La Auditoría Superior de la Federación (ASF) ha sido una de las piezas maestras de la gestión pública en México y, a partir de la puesta en marcha del Sistema Nacional Anticorrupción, habrá de cumplir un papel mucho más relevante en la reforma del gobierno, en el combate a las causas que generan la corrupción y en la salvaguarda del mandato democrático del país. Es una de las instituciones que simplemente no deben abandonarse ni descuidarse, porque de su eficacia, su honestidad y su autonomía depende, en buena medida, la calidad de la administración pública mexicana.

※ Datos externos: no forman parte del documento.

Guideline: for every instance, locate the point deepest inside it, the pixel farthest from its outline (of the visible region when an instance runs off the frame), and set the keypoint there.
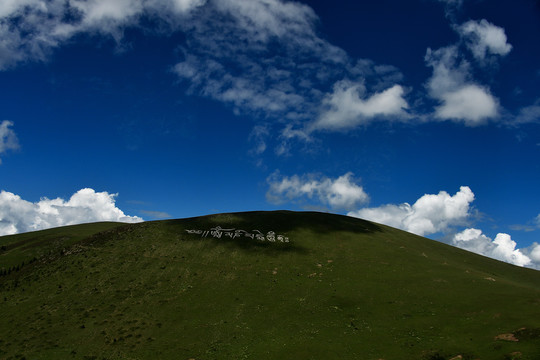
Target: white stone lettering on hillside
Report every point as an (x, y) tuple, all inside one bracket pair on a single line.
[(218, 232)]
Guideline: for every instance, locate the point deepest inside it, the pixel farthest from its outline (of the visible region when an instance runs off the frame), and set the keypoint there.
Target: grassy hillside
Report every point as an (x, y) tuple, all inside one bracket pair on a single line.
[(340, 288)]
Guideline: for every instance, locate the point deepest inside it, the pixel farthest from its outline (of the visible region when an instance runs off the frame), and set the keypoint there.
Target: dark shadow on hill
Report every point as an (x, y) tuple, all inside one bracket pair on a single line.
[(280, 222)]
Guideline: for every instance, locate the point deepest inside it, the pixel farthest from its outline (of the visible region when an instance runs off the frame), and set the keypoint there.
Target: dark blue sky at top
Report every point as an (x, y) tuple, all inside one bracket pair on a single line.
[(116, 116)]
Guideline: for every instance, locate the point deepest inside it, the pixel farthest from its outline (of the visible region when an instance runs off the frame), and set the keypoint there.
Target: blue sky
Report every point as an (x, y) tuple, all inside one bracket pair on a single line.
[(423, 115)]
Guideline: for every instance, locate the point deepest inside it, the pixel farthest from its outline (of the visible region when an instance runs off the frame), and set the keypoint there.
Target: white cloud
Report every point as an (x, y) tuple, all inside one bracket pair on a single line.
[(461, 99), (502, 248), (484, 38), (18, 215), (347, 106), (534, 254), (428, 215), (340, 193), (471, 103), (8, 139), (31, 29)]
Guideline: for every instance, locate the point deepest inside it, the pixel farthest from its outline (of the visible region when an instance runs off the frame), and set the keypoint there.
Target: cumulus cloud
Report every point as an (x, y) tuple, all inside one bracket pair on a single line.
[(431, 213), (483, 38), (461, 99), (501, 248), (31, 29), (86, 205), (340, 193), (8, 139), (348, 106)]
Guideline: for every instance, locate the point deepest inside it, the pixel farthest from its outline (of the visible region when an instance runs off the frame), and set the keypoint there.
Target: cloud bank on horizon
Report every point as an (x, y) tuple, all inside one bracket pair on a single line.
[(304, 87), (430, 214), (86, 205)]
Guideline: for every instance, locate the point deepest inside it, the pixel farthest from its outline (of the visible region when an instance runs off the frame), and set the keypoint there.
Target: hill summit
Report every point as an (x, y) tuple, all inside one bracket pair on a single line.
[(259, 285)]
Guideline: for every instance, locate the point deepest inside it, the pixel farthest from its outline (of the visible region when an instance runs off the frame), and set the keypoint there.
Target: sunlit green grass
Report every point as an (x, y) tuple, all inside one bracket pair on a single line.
[(342, 288)]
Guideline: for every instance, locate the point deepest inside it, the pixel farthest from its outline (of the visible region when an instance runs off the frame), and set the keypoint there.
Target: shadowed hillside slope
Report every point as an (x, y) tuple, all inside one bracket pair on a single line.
[(264, 285)]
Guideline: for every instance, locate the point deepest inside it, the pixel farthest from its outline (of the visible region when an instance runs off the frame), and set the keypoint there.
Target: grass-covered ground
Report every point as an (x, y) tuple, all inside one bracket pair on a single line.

Se equivocan mucho quienes suponen que los procesos de fiscalización consisten solamente en el cotejo de papeles y cuentas; se equivocan más, quienes asumen que la ASF es un coto exclusivo de contadores que emiten observaciones técnicas, en función de procedimientos herméticos. Garantizar la mejor rendición de cuentas es, en realidad, una tarea estratégica de administración pública mucho más desafiante: es un proceso de evaluación y comparación crítica e informada entre los mandatos que reciben las oficinas pagadas con el erario público y los resultados que entregan a la sociedad. Y es, en consecuencia, un espacio privilegiado para exigir que ese mandato se cumpla.

Formalmente, la ASF es el gozne entre las decisiones tomadas por la representación política y la implementación práctica de esas decisiones. En este sentido, no se limita a revisar rutinas administrativas sino el cumplimiento de políticas públicas; no sólo se ciñe a comprobar si el dinero utilizado siguió las normas y los procedimientos adecuados, sino que además debe revisar si se están empleando con la mayor eficacia, eficiencia y economía, además de sujetarse a la ética y la transparencia; y no sólo emite observaciones o recomendaciones parciales sobre los hallazgos que encuentra, sino que está obligada a inyectar inteligencia institucional a los procesos en los que se reproducen prácticas negligentes, abusivas, oscuras o ilegales. La ASF tiene que convertirse en el pivote de las reformas que reclama nuestra muy descompuesta administración pública.

De otra parte, es una de las columnas del nuevo Sistema Nacional Anticorrupción. En el diseño original de ese sistema, el control interno y la vigilancia externa de las decisiones y los procesos administrativos fueron pensados como las dos avenidas principales para poner orden en la gestión cotidiana de los asuntos públicos y para detectar, en su caso, desviaciones y malas artes. En muchas ocasiones he escrito —en estas mismas páginas— que combatir la corrupción no equivale solamente a meter a la cárcel a los corruptos, ni mucho menos a cobrar venganzas políticas, sino a modificar las condiciones que hicieron posible la corrupción. Y en esa lógica, la ASF es la institución clave para ir limpiando las cañerías administrativas de todo el país.

Finalmente, la ASF encabeza el Sistema Nacional de Fiscalización y tiene atribuciones directas para vigilar el buen uso de los recursos públicos federales que emplean las entidades federativas y los municipios de México. Su capacidad de supervisión, vigilancia e intervención abarca todos los niveles de gobierno y todos los ámbitos donde se utilizan los dineros que nos pertenecen a todos. Y de aquí, también, el enorme compromiso que tiene en su relación con los nuevos medios de participación ciudadana que se han venido creando. Puesta en el centro de la gestión pública y del combate a la corrupción, la ASF está obligada a ser una institución impecable y a construir —de hacer bien su labor— la confianza ciudadana indispensable.

No permitamos que la designación de su nuevo titular sea capturada por intereses ajenos a la República. Por eso me inscribí como candidato a ese cargo: porque creo en la relevancia de la ASF para consolidar la democracia de México.